NiceHash, which lets people offer their computer capacity for bitcoin miners to mine cryptocurrencies in exchange for bitcoin, initially said yesterday morning on Twitter that it was undergoing ‘maintenance.’ A message posted to its website, however, now shows that its service is ‘unavailable,’ highlighting that a security breach had occurred and that all operations would cease for the next 24 hours.
In a statement, the company said:
“Importantly, our payment system was compromised and the contents of the NiceHash Bitcoin wallet have been stolen. We are working to verify the precise number of BTC taken. Clearly, this is a matter of deep concern and we are working hard to rectify the matter in the coming days. In addition to undertaking our own investigation, the incident has been reported to the relevant authorities and law enforcement and we are co-operating with them as a matter of urgency.”
While the team didn’t disclose the amount of bitcoin stolen, a wallet address has been circulated by NiceHash users suggesting that 4,736.42 bitcoin has been stolen, a figure, at the time of publishing, that puts its value at $73.1 million.
In the company statement, the NiceHash teamed urged its users to change their online passwords as a precaution as it determines the full scope of what occurred, adding:
“We are truly sorry for any inconvenience that this may have caused and are committing every resource towards solving this issue as soon as possible.”
The security breach comes at a time when the digital currency is experiencing a surge in value.
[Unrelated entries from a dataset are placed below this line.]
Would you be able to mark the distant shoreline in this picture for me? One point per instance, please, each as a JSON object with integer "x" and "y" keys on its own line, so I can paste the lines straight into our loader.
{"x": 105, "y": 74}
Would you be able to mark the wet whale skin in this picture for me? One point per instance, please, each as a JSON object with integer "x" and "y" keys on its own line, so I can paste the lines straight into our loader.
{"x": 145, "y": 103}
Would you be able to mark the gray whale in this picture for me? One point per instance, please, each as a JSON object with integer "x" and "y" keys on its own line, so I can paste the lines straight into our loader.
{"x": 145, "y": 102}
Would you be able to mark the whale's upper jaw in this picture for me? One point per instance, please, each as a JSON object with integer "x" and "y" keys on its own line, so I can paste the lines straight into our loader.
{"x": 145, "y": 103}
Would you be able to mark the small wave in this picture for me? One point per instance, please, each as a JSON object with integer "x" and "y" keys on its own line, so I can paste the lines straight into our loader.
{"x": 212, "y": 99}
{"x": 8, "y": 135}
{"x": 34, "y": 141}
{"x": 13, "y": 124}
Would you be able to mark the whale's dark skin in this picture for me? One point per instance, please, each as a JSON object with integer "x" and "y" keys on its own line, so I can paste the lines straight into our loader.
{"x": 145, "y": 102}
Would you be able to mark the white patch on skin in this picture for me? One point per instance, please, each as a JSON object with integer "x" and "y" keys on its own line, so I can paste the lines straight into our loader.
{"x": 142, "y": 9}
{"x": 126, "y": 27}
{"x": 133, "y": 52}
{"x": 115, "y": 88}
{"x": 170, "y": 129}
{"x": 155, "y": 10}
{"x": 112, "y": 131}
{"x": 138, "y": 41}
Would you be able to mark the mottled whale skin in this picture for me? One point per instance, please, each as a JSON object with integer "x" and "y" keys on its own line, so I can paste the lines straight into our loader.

Yesterday, it was reported that bitcoin had scaled the $14,000 milestone, ahead of the upcoming launch of several bitcoin futures contracts. Today, bitcoin continues to go one step further and is currently trading at over $15,000, at $15,655, according to CoinMarketCap. This represents a near 60 percent rise in value over the past seven days.
With an increase in price, however, the digital currency becomes more attractive to criminals. So much so, that according to cybersecurity firms, cybercriminals are working at targeting victims with malware to mine digital coins. Anti-malware software company Malwarebytes, claims that it has prevented 250 million attempts to put coin-mining malware on computers.
Once the malware is on the computer it then works at 100 percent to get as much mining done as possible. However, even if a victim shuts down their computer, the malware can still function in the background as hidden browsers remain open enabling it to continue working.